PCS is usually a felony charge, so you have to take this seriously. You should be willing to spend a good sum of money if you want any chance of getting a deferred adjudication, a regular probation or any kind of plea bargain or quality defense if you plan on going to trial.
You should take the selection of your attorney soberly and carefully. I can recommend a few attorneys to start: Mark Thering and Cynthia Guerra. If neither of these attorneys can help you, they can refer you to others that will best suit you and your case.
The attorney client relationship is a special relationship: make sure you hire the best fit for your case.
Despite the money you spend a lawyer the facts of your case will not change. If the facts clearly show you are guilty the amount you spend on your attorney will not change that.
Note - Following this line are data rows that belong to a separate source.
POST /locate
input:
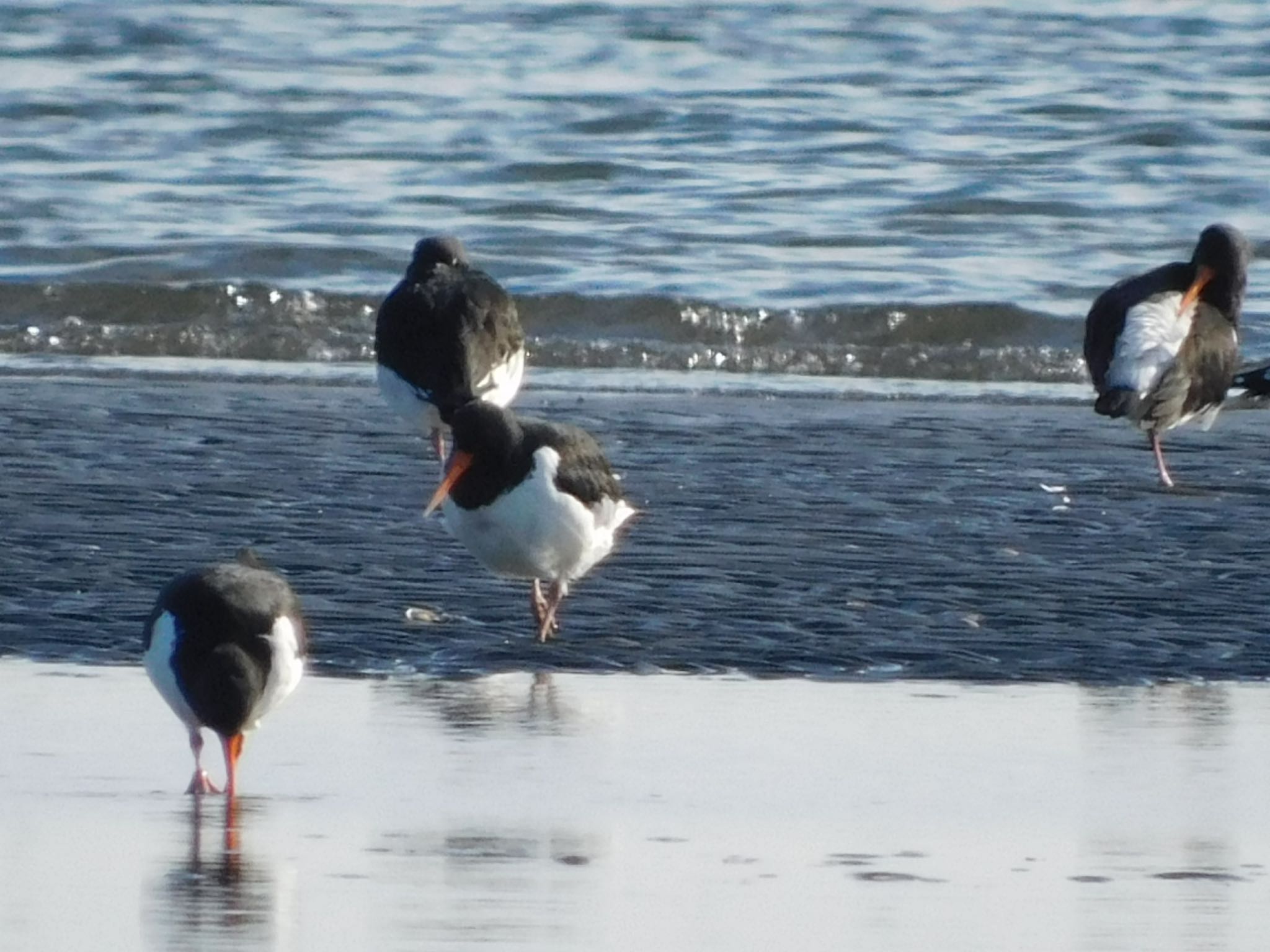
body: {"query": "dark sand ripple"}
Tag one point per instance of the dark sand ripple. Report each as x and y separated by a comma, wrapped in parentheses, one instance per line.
(778, 536)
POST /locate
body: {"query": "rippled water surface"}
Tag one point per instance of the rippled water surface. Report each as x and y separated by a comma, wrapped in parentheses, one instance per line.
(869, 161)
(790, 536)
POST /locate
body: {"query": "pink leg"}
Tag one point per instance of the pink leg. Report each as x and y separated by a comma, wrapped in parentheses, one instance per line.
(549, 626)
(200, 783)
(1160, 461)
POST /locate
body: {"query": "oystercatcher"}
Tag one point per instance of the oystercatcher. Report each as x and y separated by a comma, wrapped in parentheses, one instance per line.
(1162, 347)
(225, 645)
(445, 335)
(531, 500)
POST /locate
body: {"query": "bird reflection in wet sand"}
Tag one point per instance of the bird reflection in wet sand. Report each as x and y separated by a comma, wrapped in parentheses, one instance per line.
(224, 901)
(531, 500)
(489, 702)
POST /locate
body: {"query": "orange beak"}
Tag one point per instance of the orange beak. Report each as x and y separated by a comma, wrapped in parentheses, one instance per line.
(233, 752)
(1202, 277)
(459, 465)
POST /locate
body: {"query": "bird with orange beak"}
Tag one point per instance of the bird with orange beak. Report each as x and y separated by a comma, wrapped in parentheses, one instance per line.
(225, 645)
(530, 500)
(1162, 347)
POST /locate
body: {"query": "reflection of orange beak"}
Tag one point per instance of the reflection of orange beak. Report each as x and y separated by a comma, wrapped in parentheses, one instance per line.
(1202, 277)
(459, 464)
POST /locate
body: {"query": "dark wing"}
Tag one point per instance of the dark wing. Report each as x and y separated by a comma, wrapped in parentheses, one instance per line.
(491, 327)
(1255, 380)
(1105, 320)
(585, 471)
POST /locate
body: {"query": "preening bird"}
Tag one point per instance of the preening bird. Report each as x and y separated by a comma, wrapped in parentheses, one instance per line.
(445, 335)
(1162, 347)
(225, 645)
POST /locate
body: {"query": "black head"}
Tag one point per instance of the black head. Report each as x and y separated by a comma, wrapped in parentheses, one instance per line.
(1226, 253)
(486, 431)
(489, 456)
(431, 252)
(1223, 249)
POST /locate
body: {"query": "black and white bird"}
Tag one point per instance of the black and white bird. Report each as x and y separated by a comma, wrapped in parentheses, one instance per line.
(445, 335)
(225, 645)
(531, 500)
(1162, 347)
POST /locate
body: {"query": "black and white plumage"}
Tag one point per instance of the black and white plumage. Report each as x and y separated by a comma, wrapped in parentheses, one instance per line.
(225, 645)
(445, 335)
(1162, 347)
(531, 500)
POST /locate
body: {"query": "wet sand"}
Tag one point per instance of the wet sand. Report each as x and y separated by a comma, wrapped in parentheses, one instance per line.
(556, 811)
(779, 535)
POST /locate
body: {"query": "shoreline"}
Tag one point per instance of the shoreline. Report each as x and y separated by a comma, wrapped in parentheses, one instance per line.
(546, 811)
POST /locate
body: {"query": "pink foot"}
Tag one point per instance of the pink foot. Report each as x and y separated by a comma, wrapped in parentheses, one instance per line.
(201, 783)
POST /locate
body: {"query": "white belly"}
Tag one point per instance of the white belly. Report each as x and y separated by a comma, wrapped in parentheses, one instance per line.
(538, 532)
(1148, 345)
(406, 402)
(158, 663)
(499, 386)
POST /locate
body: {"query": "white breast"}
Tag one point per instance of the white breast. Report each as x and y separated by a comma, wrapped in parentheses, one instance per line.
(286, 668)
(1147, 347)
(538, 532)
(158, 663)
(504, 380)
(498, 387)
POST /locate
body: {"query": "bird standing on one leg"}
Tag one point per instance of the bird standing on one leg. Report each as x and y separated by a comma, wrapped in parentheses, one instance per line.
(446, 334)
(224, 646)
(531, 500)
(1162, 347)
However, an experienced attorney may be able to properly analyze your case to determine if there are issues that suggest that the police and\or the government did something wrong in your particular case.
You should hire an attorney based on their experience and your comfort level with him\her. You should contact an attorney as soon as possible and meet with them in person. They should be able to explain to you many things to you that will make you feel more comfortable. Most criminal defense attorneys, like myself, offer a free initial consultation.
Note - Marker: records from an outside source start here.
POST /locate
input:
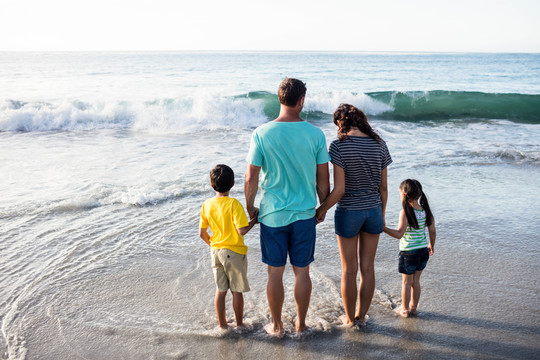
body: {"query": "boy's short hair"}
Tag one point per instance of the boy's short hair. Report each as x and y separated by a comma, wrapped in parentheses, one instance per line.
(222, 178)
(290, 91)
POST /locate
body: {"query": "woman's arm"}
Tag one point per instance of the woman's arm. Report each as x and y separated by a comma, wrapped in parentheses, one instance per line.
(322, 181)
(383, 189)
(402, 226)
(432, 237)
(335, 195)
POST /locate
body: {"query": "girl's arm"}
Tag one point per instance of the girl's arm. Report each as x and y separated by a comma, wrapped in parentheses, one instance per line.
(383, 189)
(335, 195)
(402, 226)
(204, 235)
(432, 236)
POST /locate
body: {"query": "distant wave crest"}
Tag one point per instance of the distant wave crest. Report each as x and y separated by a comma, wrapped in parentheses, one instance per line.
(211, 112)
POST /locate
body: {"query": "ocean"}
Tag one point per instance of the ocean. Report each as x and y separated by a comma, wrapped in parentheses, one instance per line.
(104, 161)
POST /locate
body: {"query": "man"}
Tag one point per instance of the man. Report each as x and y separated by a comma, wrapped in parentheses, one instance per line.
(293, 157)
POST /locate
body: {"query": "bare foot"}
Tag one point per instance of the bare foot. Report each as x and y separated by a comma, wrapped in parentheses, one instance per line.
(345, 321)
(300, 328)
(271, 330)
(362, 322)
(240, 329)
(403, 312)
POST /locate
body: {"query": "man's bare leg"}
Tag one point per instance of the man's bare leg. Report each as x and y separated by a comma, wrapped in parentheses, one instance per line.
(276, 296)
(302, 295)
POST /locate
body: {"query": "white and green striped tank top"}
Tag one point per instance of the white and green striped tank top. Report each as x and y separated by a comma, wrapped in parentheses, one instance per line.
(415, 238)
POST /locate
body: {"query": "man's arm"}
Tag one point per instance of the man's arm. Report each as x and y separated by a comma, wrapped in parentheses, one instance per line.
(323, 182)
(251, 186)
(383, 189)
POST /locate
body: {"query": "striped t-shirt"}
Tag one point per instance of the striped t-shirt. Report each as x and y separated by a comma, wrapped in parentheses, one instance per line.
(415, 238)
(362, 158)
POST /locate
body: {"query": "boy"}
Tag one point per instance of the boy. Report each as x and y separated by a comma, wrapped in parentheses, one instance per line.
(228, 222)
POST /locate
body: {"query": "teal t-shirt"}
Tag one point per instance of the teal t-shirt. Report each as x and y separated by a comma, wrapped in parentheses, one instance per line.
(288, 154)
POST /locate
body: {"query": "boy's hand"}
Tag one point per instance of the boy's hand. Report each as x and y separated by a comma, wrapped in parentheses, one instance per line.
(253, 214)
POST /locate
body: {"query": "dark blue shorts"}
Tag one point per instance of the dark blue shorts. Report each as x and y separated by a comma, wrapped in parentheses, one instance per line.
(349, 223)
(296, 239)
(413, 260)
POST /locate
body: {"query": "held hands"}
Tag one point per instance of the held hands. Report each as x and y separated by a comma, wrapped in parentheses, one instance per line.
(320, 215)
(253, 215)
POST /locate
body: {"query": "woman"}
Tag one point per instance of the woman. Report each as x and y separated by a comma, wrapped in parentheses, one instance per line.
(360, 158)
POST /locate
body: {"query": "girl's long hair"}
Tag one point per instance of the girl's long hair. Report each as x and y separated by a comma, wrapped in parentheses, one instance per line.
(347, 116)
(413, 191)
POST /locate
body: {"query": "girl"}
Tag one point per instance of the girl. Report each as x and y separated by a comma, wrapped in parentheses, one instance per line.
(413, 245)
(360, 159)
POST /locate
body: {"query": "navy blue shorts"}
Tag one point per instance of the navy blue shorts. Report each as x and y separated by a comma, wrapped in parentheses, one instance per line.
(296, 239)
(349, 223)
(413, 260)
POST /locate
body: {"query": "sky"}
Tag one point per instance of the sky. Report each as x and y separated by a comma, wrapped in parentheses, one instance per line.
(329, 25)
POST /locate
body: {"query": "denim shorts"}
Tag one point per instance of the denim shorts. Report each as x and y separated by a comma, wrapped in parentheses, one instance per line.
(349, 223)
(413, 260)
(296, 239)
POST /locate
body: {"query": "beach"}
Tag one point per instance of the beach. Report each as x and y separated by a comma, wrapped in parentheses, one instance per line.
(105, 166)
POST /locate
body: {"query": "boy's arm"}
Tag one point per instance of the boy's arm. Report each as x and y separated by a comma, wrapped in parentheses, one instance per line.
(402, 226)
(250, 188)
(432, 237)
(203, 233)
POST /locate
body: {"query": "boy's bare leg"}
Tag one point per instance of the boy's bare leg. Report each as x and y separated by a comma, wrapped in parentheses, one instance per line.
(366, 254)
(348, 250)
(302, 295)
(416, 291)
(276, 296)
(238, 306)
(220, 308)
(406, 294)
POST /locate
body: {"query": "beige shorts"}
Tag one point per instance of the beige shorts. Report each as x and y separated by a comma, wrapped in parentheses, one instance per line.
(230, 270)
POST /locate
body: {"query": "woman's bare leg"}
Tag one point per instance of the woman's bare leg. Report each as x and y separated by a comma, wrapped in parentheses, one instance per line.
(366, 254)
(348, 250)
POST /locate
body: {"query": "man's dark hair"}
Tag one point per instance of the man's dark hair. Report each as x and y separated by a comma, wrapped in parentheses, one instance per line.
(222, 178)
(290, 91)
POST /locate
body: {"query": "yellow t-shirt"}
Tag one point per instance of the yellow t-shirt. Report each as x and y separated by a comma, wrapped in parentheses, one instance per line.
(224, 215)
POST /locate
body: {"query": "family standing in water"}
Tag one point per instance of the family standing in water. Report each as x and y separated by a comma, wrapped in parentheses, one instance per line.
(292, 156)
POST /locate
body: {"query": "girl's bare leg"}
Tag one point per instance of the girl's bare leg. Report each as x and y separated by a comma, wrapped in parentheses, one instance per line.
(348, 250)
(406, 294)
(416, 291)
(366, 254)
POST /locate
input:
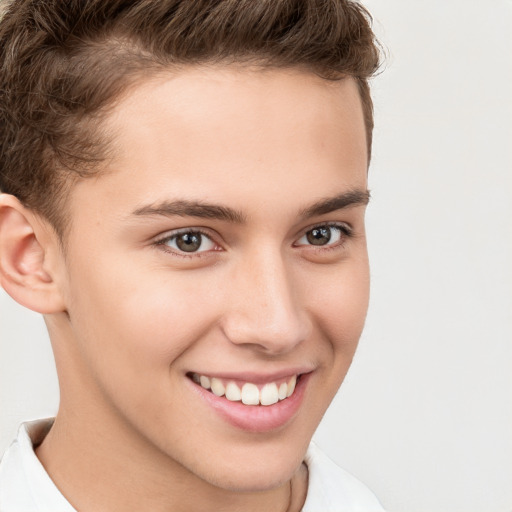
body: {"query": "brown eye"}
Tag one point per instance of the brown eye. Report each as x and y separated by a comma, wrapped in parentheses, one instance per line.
(319, 236)
(190, 242)
(324, 235)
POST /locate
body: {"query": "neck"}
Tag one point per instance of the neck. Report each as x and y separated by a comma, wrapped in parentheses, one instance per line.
(104, 473)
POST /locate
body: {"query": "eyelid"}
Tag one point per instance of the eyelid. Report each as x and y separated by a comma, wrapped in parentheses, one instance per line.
(161, 240)
(345, 229)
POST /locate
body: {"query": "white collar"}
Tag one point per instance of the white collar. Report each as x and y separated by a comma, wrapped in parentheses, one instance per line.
(26, 486)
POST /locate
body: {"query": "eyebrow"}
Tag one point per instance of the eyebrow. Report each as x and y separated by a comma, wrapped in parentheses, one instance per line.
(339, 202)
(200, 209)
(184, 208)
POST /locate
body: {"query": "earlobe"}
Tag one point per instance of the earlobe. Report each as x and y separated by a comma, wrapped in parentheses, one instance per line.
(23, 253)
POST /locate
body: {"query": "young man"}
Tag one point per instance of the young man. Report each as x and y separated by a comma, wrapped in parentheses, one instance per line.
(184, 187)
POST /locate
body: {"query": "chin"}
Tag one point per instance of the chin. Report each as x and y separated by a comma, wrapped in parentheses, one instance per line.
(256, 472)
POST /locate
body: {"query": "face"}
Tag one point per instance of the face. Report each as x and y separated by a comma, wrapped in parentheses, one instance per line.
(219, 259)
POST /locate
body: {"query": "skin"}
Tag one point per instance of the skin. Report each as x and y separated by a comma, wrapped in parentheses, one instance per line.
(129, 317)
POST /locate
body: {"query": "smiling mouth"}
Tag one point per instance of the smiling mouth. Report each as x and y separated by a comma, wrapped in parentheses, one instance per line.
(248, 393)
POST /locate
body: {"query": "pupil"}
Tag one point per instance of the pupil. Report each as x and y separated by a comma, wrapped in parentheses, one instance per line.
(189, 242)
(319, 236)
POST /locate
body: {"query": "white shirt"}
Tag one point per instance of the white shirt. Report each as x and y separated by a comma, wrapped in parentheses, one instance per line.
(26, 487)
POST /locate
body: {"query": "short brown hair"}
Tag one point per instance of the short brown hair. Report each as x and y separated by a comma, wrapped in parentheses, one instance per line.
(64, 62)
Good luck and contact me directly if you have any other more specific questions.
Short answer: possibly. Long answer: In many cases, attorneys who charge more are going to be willing to dedicate more time and effort to defend your case. The reality is, like anything else, you want the best you can afford. An attorney who is charging rock-bottom prices is doing so for a reason. In those cases, you do get what you pay for (not much). On the other hand, there is an upper limit on what is reasonable. If you're looking to be well represented, consult with at least 2-4 attorneys in person (many won't do more than talk over the phone, but face-to-face is the way to evaluate any professional service). When you've done that, you'll know what the market "average" is for your case. "Average" will likely get you decent representation. If you can afford more, great. At least you'll have an idea if it's worth it from meeting the person and hearing their philosophy.
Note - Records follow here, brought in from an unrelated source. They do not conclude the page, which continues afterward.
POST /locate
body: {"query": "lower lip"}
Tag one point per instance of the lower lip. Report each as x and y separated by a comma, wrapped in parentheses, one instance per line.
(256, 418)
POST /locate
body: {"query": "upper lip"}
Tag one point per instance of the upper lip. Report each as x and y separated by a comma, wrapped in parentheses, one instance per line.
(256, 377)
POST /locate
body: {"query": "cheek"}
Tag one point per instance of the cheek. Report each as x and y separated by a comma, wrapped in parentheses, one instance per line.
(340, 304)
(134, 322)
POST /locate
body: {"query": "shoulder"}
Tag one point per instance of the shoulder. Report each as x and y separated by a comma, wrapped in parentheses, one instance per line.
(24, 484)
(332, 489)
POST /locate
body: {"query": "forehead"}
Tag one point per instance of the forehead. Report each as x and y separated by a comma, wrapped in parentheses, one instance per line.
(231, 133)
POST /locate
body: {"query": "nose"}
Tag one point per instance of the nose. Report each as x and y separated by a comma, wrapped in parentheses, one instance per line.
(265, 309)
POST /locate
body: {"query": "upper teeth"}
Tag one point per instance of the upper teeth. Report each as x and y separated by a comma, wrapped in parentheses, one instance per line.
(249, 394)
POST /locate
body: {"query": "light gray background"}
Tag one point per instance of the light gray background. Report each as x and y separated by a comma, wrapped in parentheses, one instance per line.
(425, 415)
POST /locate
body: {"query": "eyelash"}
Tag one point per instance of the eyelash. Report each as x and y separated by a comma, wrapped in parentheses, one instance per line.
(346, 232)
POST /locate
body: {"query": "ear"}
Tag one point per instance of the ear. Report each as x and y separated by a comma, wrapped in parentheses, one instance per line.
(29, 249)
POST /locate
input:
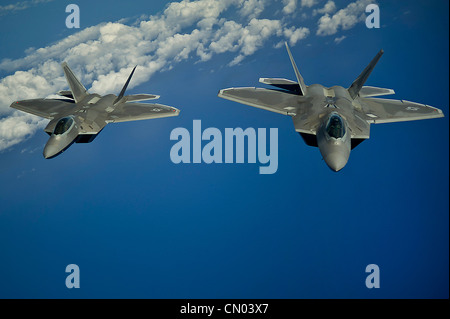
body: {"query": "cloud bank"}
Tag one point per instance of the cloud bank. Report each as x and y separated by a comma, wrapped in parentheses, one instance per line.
(102, 55)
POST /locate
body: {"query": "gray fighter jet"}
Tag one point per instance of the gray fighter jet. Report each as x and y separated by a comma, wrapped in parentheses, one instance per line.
(334, 119)
(79, 116)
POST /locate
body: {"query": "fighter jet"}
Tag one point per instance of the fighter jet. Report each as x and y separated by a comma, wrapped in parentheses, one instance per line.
(79, 116)
(334, 119)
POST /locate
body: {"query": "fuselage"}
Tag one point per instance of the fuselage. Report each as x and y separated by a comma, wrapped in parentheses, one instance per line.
(86, 119)
(333, 134)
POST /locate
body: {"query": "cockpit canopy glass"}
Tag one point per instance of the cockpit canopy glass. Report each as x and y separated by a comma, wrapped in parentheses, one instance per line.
(335, 127)
(63, 125)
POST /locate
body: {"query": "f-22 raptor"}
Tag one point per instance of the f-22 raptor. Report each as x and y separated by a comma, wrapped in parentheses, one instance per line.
(334, 119)
(79, 116)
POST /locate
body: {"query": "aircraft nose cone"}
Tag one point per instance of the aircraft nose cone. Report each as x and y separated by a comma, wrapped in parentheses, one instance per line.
(336, 161)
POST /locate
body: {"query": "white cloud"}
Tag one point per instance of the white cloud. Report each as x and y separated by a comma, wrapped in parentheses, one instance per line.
(339, 40)
(345, 18)
(308, 3)
(102, 56)
(252, 8)
(294, 35)
(289, 6)
(329, 7)
(21, 5)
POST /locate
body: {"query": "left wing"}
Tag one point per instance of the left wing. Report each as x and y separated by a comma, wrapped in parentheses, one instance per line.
(270, 100)
(140, 111)
(378, 110)
(50, 109)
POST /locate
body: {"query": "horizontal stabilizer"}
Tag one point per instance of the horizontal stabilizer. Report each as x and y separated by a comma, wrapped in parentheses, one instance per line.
(67, 94)
(140, 97)
(285, 84)
(368, 91)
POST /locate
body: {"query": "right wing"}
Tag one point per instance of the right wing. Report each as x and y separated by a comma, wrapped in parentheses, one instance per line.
(270, 100)
(50, 109)
(140, 111)
(386, 111)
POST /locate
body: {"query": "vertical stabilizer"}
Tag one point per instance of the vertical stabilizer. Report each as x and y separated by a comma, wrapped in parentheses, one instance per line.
(301, 83)
(356, 86)
(124, 87)
(78, 90)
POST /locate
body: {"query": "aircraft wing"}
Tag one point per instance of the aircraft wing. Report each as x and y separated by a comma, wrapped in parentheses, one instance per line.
(378, 110)
(50, 109)
(140, 111)
(271, 100)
Story time: I recently met with a client who initially retained my services, and then decided to use an attorney who charged a great deal less than I did. Because I had already begun work on the case, I had to appear in court for the defendant's initial appearance to withdraw as his attorney. The attorney's "stand-in" (not the attorney he hired) appeared about 1/2 hour late, then proceeded to convince the poor guy to give up right then (and not for any good reason). I'd never say "I told ya so" to him, but I think he got his money's worth.